Does the policy of the Bill tend to lessen the
disproportion? No; it at once discourages those who are
strangers to the light of (revelation) from coming into
the Region of it; and countenances, by example the nations
who continue in darkness, in shutting out those who
might convey it to them. Instead of levelling as far as
possible, every obstacle to the victorious progress of
truth, the Bill with an ignoble and unchristian timidity
would circumscribe it, with a wall of defence, against the
encroachments of error.
Madison felt no compulsion to muster up a "secular
purpose." He said the bill should be defeated
precisely because it did not advance "the
light of Christianity." Today, however,
legislation will be struck down by the Court if one of those
who sponsored the bill hoped it might benefit Christianity
in some in indirect way. (Wallace v.
Jaffree, 1985; Edwards v.
Aguillard, 1987)
The "secular purpose" and "secular
effect" prongs of the "Lemon test" are
corollaries of the view that society should be secular and
religion kept out of the public square. As Justice Brennan
would write in Marsh v. Chambers
(1983), the "Lemon test"
embodies a judgment, born of a long and turbulent
history, that, in our society, religion "must be
a private matter for the individual, the family,
and the institutions of private choice . . . ." Lemon
v. Kurtzman, 403
U.S., at 625.
It is true that the Framers gave no power to the new
government to tell churches which scent of incense they must
use. Many other questions of "worship" or belief
are rightly considered "private" questions. But
the Founders also agreed with Ben Franklin, who knew quite
well the value of Christianity to society, and who, in the
context of teaching history to the youth of Philadelphia,
said:
History will also afford the frequent opportunities of
showing the necessity of a public religion,
from its usefulness to the public; the advantage of a
religious character among private persons; the mischiefs
of superstition, &c. and the excellency of the
Christian religion above all others, ancient or modern.
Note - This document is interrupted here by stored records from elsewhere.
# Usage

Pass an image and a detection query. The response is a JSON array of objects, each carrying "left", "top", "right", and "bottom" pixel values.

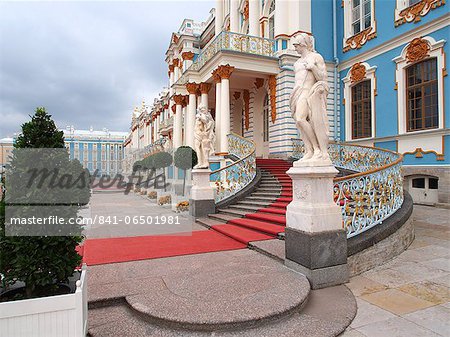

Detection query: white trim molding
[
  {"left": 392, "top": 36, "right": 446, "bottom": 134},
  {"left": 342, "top": 62, "right": 377, "bottom": 141}
]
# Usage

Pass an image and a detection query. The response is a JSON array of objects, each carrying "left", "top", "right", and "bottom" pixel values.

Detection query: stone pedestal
[
  {"left": 285, "top": 162, "right": 349, "bottom": 289},
  {"left": 189, "top": 169, "right": 216, "bottom": 218}
]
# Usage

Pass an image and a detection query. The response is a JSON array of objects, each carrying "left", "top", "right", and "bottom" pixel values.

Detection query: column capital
[
  {"left": 200, "top": 82, "right": 211, "bottom": 94},
  {"left": 217, "top": 64, "right": 234, "bottom": 79},
  {"left": 173, "top": 95, "right": 184, "bottom": 105},
  {"left": 211, "top": 69, "right": 222, "bottom": 84},
  {"left": 181, "top": 51, "right": 195, "bottom": 61},
  {"left": 186, "top": 82, "right": 198, "bottom": 95}
]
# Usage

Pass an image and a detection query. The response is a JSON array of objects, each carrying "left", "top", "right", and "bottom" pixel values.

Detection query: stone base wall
[
  {"left": 347, "top": 216, "right": 414, "bottom": 277},
  {"left": 403, "top": 166, "right": 450, "bottom": 204}
]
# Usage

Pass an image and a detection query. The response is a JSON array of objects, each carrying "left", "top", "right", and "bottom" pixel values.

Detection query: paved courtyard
[{"left": 342, "top": 205, "right": 450, "bottom": 337}]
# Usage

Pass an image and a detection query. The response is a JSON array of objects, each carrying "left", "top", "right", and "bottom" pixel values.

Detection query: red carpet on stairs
[{"left": 79, "top": 230, "right": 247, "bottom": 266}]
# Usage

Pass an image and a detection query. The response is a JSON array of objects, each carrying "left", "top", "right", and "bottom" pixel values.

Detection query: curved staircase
[{"left": 197, "top": 159, "right": 292, "bottom": 245}]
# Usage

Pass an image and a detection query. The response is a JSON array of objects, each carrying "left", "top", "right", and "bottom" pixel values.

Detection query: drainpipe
[{"left": 333, "top": 0, "right": 339, "bottom": 141}]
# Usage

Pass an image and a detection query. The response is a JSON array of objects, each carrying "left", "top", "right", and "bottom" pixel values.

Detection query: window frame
[
  {"left": 342, "top": 62, "right": 377, "bottom": 141},
  {"left": 392, "top": 36, "right": 445, "bottom": 135},
  {"left": 350, "top": 78, "right": 373, "bottom": 140},
  {"left": 405, "top": 57, "right": 439, "bottom": 133}
]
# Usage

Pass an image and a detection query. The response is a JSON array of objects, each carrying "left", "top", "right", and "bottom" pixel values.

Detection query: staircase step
[
  {"left": 245, "top": 213, "right": 286, "bottom": 225},
  {"left": 230, "top": 218, "right": 285, "bottom": 236},
  {"left": 211, "top": 224, "right": 274, "bottom": 245},
  {"left": 259, "top": 207, "right": 286, "bottom": 215},
  {"left": 218, "top": 208, "right": 252, "bottom": 217},
  {"left": 270, "top": 202, "right": 289, "bottom": 209},
  {"left": 208, "top": 213, "right": 236, "bottom": 223}
]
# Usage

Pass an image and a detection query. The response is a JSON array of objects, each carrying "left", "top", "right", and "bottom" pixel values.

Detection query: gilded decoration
[
  {"left": 217, "top": 64, "right": 234, "bottom": 79},
  {"left": 200, "top": 82, "right": 212, "bottom": 94},
  {"left": 350, "top": 62, "right": 366, "bottom": 83},
  {"left": 186, "top": 82, "right": 198, "bottom": 95},
  {"left": 344, "top": 27, "right": 377, "bottom": 53},
  {"left": 173, "top": 95, "right": 184, "bottom": 105},
  {"left": 181, "top": 51, "right": 195, "bottom": 61},
  {"left": 243, "top": 90, "right": 250, "bottom": 130},
  {"left": 292, "top": 139, "right": 403, "bottom": 238},
  {"left": 255, "top": 77, "right": 264, "bottom": 89},
  {"left": 395, "top": 0, "right": 445, "bottom": 27},
  {"left": 406, "top": 37, "right": 430, "bottom": 63},
  {"left": 242, "top": 0, "right": 249, "bottom": 20},
  {"left": 269, "top": 75, "right": 277, "bottom": 123}
]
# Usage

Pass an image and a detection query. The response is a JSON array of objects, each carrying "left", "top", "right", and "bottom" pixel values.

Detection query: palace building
[
  {"left": 125, "top": 0, "right": 450, "bottom": 203},
  {"left": 62, "top": 126, "right": 128, "bottom": 176}
]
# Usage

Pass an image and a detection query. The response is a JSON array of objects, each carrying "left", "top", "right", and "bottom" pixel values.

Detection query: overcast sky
[{"left": 0, "top": 1, "right": 214, "bottom": 138}]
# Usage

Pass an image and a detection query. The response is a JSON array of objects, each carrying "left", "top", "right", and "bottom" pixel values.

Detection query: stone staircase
[{"left": 197, "top": 159, "right": 292, "bottom": 245}]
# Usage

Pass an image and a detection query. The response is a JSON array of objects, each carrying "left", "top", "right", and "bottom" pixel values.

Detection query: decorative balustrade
[
  {"left": 177, "top": 31, "right": 275, "bottom": 85},
  {"left": 211, "top": 133, "right": 256, "bottom": 203},
  {"left": 292, "top": 139, "right": 403, "bottom": 238}
]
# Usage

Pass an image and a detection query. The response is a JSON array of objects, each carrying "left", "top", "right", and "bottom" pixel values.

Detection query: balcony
[{"left": 177, "top": 31, "right": 276, "bottom": 84}]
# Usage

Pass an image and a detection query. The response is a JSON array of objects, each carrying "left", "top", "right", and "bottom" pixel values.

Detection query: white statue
[
  {"left": 290, "top": 33, "right": 331, "bottom": 166},
  {"left": 194, "top": 104, "right": 216, "bottom": 169}
]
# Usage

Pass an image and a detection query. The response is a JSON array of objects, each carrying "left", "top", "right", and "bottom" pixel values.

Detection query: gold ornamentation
[
  {"left": 243, "top": 90, "right": 250, "bottom": 130},
  {"left": 255, "top": 77, "right": 264, "bottom": 89},
  {"left": 350, "top": 62, "right": 366, "bottom": 83},
  {"left": 217, "top": 64, "right": 234, "bottom": 79},
  {"left": 403, "top": 147, "right": 445, "bottom": 161},
  {"left": 395, "top": 0, "right": 445, "bottom": 27},
  {"left": 344, "top": 27, "right": 377, "bottom": 53},
  {"left": 406, "top": 37, "right": 430, "bottom": 63},
  {"left": 200, "top": 82, "right": 212, "bottom": 94},
  {"left": 186, "top": 82, "right": 198, "bottom": 94},
  {"left": 181, "top": 51, "right": 195, "bottom": 61},
  {"left": 269, "top": 75, "right": 277, "bottom": 123}
]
(Benjamin Franklin, Proposals Relating to the
Education of Youth in Pennsylvania (Philadelphia,
1749), p. 22.)
The Founders believed in
public religion. Official proclamations of national days
of prayer and public appeals to the God of the Bible in the
Addresses and Orders of every single Congress and President
this nation has had since its inception in 1776 (and before)
show that no one intended the Constitution to exile
Christianity to the world of the "noumenal" and
require every law to pass in review before the
religion of Secular Humanism.
Observing the evolution of the Court's many
"tests" and the increasing hostility toward
Christianity, one is reminded of Thomas Jefferson's warning:
The Constitution . . . is a mere thing of wax in the
hands of the judiciary which they may twist and shape into
any form they please.
(to Judge Spencer Roane, Sept. 6, 1819.)
The "separation of church and state" as
promulgated by the Supreme Court, is a myth.